Friday, July 19, 2019

My Beautiful Gun :: Personal Narrative Writing

If you really want to stop a conversation dead in its tracks, tell people you own a gun. Depending on where you are located, people often don't know how to process the idea that a young woman is a proud, capable, unapologetic gun owner. Men aren't sure if you're a rabid, man-hating feminist arming yourself against the patriarchy. Women are a little more curious and might ask questions — why did you get a gun, what does it look like — but many of them would never consider handling a gun, much less owning one. I bought my gun a few years ago. I didn't buy it for self-defense as many people think. When I applied for my gun permit through the police department, I was told that I should go for a "home protection" license rather than a "target license" because it would be easier to get. The home protection license meant I could keep my gun loaded in my home but could only bring it once a month to the shooting range to shoot, carrying it in a locked box with ammo separate. The target license allowed me to go to the range to shoot as often as I wanted, but I had to keep it in a locked box with ammo separate not only when carrying it but also at home. I wanted a target license.
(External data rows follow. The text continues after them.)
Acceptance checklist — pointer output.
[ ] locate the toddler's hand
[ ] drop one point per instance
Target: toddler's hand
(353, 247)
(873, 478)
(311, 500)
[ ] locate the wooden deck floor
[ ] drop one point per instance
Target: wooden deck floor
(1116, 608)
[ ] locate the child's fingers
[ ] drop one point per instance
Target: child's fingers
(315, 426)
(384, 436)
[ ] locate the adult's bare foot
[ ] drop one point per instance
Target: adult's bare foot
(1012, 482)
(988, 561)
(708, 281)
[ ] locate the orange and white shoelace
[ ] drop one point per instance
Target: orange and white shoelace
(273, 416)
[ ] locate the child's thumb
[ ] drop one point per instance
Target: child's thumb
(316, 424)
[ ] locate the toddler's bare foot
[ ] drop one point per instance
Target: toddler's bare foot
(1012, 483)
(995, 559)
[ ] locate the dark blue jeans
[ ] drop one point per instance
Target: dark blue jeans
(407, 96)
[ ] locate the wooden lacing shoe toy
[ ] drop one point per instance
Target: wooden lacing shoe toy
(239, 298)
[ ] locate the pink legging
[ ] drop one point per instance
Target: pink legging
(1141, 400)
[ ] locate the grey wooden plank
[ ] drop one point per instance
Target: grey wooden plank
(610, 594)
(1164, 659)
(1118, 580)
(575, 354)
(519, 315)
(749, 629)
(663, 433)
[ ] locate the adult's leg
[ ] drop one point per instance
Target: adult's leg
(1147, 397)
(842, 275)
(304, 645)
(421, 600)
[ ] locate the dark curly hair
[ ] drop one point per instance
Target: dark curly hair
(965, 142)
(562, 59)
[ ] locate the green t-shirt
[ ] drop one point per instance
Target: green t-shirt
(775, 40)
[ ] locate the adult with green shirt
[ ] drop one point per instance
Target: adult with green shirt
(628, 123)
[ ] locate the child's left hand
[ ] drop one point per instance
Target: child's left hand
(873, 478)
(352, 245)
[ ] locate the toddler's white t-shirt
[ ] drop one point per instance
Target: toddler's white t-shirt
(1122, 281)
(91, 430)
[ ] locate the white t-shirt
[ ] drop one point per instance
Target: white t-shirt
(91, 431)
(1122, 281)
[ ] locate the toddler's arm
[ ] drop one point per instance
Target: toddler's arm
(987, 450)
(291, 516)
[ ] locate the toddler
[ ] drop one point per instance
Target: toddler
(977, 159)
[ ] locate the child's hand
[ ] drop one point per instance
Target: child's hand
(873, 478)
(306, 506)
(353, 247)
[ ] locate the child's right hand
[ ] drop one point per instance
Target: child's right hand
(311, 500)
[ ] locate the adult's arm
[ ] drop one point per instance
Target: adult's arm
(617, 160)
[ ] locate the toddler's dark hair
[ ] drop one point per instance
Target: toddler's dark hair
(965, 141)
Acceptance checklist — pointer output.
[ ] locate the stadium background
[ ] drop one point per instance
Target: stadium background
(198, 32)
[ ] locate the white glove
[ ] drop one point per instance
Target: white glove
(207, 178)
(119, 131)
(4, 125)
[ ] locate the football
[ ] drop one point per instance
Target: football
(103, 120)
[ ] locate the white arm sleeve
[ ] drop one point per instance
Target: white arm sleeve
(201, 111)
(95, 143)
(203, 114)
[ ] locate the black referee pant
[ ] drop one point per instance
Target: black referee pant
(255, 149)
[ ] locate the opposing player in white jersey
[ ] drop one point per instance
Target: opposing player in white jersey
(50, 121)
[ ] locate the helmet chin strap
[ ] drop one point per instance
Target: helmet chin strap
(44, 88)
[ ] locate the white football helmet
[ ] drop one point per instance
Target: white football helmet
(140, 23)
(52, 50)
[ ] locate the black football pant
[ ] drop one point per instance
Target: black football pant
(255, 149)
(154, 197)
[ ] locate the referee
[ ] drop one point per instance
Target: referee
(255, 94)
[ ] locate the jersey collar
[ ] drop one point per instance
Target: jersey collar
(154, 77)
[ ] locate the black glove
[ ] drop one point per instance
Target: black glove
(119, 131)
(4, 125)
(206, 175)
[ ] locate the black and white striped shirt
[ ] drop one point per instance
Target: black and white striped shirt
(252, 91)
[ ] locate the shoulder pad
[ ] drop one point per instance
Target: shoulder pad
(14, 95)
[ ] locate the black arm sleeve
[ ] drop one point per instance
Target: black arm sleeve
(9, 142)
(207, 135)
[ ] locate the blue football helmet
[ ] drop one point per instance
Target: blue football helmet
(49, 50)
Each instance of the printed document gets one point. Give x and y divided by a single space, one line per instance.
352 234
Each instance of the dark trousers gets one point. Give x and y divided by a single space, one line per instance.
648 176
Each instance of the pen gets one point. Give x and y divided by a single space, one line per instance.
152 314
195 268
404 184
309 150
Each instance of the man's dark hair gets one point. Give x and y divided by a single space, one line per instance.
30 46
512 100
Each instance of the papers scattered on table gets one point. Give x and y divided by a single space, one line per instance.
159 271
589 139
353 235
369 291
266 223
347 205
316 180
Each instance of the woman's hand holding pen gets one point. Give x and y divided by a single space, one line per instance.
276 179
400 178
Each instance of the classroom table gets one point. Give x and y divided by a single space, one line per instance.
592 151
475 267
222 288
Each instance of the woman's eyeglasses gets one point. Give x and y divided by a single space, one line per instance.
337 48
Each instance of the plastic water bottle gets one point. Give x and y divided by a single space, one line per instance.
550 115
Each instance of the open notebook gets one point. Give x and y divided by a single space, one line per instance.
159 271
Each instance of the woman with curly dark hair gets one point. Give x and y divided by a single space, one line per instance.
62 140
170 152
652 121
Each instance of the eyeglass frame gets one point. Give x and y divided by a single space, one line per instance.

My reason? How in the world would I learn to shoot a gun if I could only go to the range once a month? I genuinely wanted to learn to shoot, to gain that skill. More than anything, I wanted to know that I could safely handle and use a gun. My fascination with guns has been long-standing. Ever since I was a young girl, I gravitated toward "shoot-em-up" movies and television shows. After bedtime, I'd pull a blanket over my head and across my 19-inch Zenith black and white television in my bedroom so I could surreptitiously watch Starsky and Hutch, Charlie's Angels and Baretta. I was in love with Dirty Harry. The bigger the gun, the better. Although I glorified guns in my fantasies, in reality I knew that they were inanimate objects that had been so infused with power, danger, mystery and sin and had become a symbol of what was wrong in society that owning one seemed out of the question for years. When I finally decided to buy a gun, I took the entire process very seriously, taking lessons, reading up on them, talking to people who owned them and making sure I was emotionally ready to shoot and own one.